I started writing this blog after i read this https://cyber.fsi.stanford.edu/io/news/clubhouse-china blog published by Stanford Internet Observatory. It doesn't seem to make a lot of sense after i read that blog. This is a deep dive into Clubhouse's backend infrastructure to see what they use on the infrastructure side.
Clubhouse IOS app has SSL pinning in place, so it involves using a jailbroken Apple device to disable SSL pinning to observe the traffic.
Here is the Clubhouse stack as of Feb 16, 2021
Cloudflare - Hosting API's
AWS(S3 for storing your profile image)
Amplitude for product analytics
datatheorem for app security
pubnub for actual voice room
Here are some detailed steps that explains which API's support what features. It has a simple and straightforward implementation from what i see.
When a user first downloads clubhouse and opens the app, they have multiple options, either to Sign in or request an invite.
At this time there are 2 calls that go out from the app, one to overmind.datatheorem endpoint with a bunch of metadata about certs and validation results. Another call is to api.amplitude.com that has logs about the current session, phone metadata and so on. This all is common logging information that all modern apps do. As you use the app you see logs being posted to api.amplitude.com endpoint
Once you enter the phone information, and if you have an invite you get a text message and you login. Backend hostname is www.clubhouseapi.com that seems hosted with Cloudflare infrastructure.
Below are some example calls with the actual endpoint's redacted.
Once you log in, you see a similar screen. If you are building products, you would be able to see it as bunch of features.
On the top left you have search feature, invite friends feature, upcoming for you, notifications, profile etc. Then on the main screen you have your feed thats customized per your likes. On the bottom of the screen you see 'Start a room' and who is online features.
So you can say that there are about 8-10 features, this means there would be about 8-10 API's that needs to be implemented on the backend to support this.
These features are implemented as separate endpoints. For example 'search', 'settings'..etc These are all served by www.clubhouseapi.com under different API endpoints and the profile images are loaded from direct S3 URL. I am redacting the S3 bucket name that they use.Below is a snapshot of requests being fired when using the app.
The 2 important features here are Joining a room and creating a room. When the feed of available rooms gets loaded, they all have unique channel name and Channel_id as you see below.
When you click Join Channel, the www.clubhouseapi.com endpoint is called with this channel name and the backend responds with the token information thats necessary to join the Room and hear others. Clubhouse uses pubnub.com from what i see.
This recent study from Stanford(https://cyber.fsi.stanford.edu/io/news/clubhouse-china) says they use Agora, but i don't see it happening. Below is the sample response of what the clubhouse API returns back to the iOS client.
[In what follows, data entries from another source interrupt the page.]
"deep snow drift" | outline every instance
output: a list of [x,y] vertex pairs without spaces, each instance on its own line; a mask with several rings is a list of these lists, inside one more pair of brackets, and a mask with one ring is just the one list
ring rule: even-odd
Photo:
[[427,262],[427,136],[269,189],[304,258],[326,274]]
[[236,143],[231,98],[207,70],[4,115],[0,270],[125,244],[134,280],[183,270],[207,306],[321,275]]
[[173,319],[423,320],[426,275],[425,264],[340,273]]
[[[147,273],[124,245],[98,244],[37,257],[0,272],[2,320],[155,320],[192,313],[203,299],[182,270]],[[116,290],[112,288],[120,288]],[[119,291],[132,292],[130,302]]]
Then, the user joins the already created channel. you can see the requests to the pubnub servers when the call is active.
Similar stuff happens when you create the room as well, instead of joining an existing room, you create a new room and join that room.
When you are on the call, clubhouse needs to find out if you have closed the app or not. If you have quit the app by swiping up, then clubhouse wont know that you are not on the call, so they have implemented this ping api call , thats just send a ping every 45 secs to let the backend know that this user is still in this call.
There are 2 hostnames are of interest from what we have seen from above logs.
www.clubhouseapi.com - This hostnames hosts the actual API that powers Clubhouse and it is hosted in Cloudflare. Cloudflare uses Anycast to route their traffic to the customers nearest servers. This maybe one of the reason why Stanford research team found the traffic passing thru servers in China, because for users in China they would be routed to the closest servers. The origin servers are hosted somewhere in US, so they would travel through the Cloudflare's backbone network.
clubhouse.pubnub.com - This is the hostname that is used for all the rooms. pubnub is hosted in AWS. They seems to be hosted in Multiple regions as well. So when you join a clubhouse room anywhere from the World, you would actually join to the closest AWS region and pubnub should handle the rest in terms of data transfer. .
So, from the above sleuthing we can see that there is nothing wrong in how clubhouse have implemented their app, or their backend and where the data is hosted. I am super excited for a social app to take off after a decade of just Facebook and Twitter.